Dismissal of Employees - What Employers Must Do

We have come across far too many incidents involving dismissal of employees in Malaysia where the actual conduct or misconduct of the employee does appear to justify or warrant the decision by the employer to dismiss the employee.

Yet, in many such cases, the employer had an adverse decision from the Industrial Court. 

This has left many employers in Malaysia with the perception that the Malaysian Industrial Court tends to favour the grievances of employees over the the plight of employers who had to deal with a recalcitrant employee.

Are employers correct in this perception?
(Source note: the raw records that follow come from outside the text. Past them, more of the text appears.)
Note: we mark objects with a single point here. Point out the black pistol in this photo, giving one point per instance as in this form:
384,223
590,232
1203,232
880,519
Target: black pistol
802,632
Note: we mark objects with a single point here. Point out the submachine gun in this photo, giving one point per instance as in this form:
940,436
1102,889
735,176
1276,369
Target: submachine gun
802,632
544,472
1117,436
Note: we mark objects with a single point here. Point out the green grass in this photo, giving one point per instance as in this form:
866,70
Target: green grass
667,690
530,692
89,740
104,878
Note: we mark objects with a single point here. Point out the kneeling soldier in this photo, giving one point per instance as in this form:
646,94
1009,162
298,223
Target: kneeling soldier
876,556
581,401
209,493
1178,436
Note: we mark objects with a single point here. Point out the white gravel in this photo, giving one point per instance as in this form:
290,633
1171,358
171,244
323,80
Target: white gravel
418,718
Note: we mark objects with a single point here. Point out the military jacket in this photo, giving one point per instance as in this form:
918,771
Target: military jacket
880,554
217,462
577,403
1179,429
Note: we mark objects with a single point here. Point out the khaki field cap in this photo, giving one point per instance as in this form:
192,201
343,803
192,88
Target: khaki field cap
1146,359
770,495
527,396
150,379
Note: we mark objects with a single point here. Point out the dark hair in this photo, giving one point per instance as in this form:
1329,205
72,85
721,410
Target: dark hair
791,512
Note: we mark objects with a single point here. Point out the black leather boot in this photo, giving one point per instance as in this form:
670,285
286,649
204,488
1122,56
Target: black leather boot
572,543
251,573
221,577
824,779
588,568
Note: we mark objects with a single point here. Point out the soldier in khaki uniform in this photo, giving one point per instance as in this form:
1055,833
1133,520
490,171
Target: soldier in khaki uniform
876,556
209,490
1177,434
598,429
Of course, that perception is incorrect.

Based on our experience in matters of employment, we find that the Malaysian employers are alarmingly ignorant of some basic principles of dealing with employees on matters of discipline.
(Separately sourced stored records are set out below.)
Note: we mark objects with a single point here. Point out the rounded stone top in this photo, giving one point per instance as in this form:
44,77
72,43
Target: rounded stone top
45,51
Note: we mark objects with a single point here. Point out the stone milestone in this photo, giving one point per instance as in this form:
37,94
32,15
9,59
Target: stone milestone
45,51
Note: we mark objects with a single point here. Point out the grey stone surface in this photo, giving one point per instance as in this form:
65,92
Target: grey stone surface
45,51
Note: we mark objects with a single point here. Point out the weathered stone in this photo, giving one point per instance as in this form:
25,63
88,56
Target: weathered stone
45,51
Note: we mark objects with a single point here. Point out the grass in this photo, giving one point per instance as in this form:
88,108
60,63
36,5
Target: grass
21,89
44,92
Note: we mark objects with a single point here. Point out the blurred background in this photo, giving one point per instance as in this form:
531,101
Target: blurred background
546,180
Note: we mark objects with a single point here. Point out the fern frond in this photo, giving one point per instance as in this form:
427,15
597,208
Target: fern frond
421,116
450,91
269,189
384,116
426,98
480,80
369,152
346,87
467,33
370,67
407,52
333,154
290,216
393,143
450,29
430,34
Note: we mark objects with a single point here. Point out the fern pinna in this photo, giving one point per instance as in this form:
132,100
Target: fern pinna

First of all, employers must be made aware that in any complaint involving labour and industrial relations, the burden of proof lies with the employer. The employer must prove, always with documentary evidence i.e. letters, emails, memoranda, showing that the employer has conducted itself properly.

So, what is the standard or test used by the Industrial Court to measure an employer's conduct in relation to dismissal of employees?

Other than extreme cases of misconduct, usually involving criminal elements that justifies summary dismissal, the test used by Industrial Court involves 3 steps-
  1. Was the employee warned about the poor performance or misconduct? Here, written warnings are 100% better than verbal warning.
  2. Was the employee given an opportunity to improve?
  3. Despite being given the opportunity to improve, the employee failed to do so.
As with all court matters, the employer can only discharge its burden of proof in 2 basic ways-
  • Witness testimony; and
  • Documentary evidence.
Documentary evidence is absolutely important. If an employer relies purely on oral evidence from witnesses, there is a high degree of risk that the Industrial Court will not be impressed at all with the employer's conduct.

Why would the Industrial Court be unimpressed?

Employers must understand that by dismissing an employee, the employer has removed the employee's livelihood or means of earning a living. The right to a livelihood is protected by the Federal Constitution.

So, employers must be made aware that the dismissal of an employee is a process. This process must always be in writing and documented.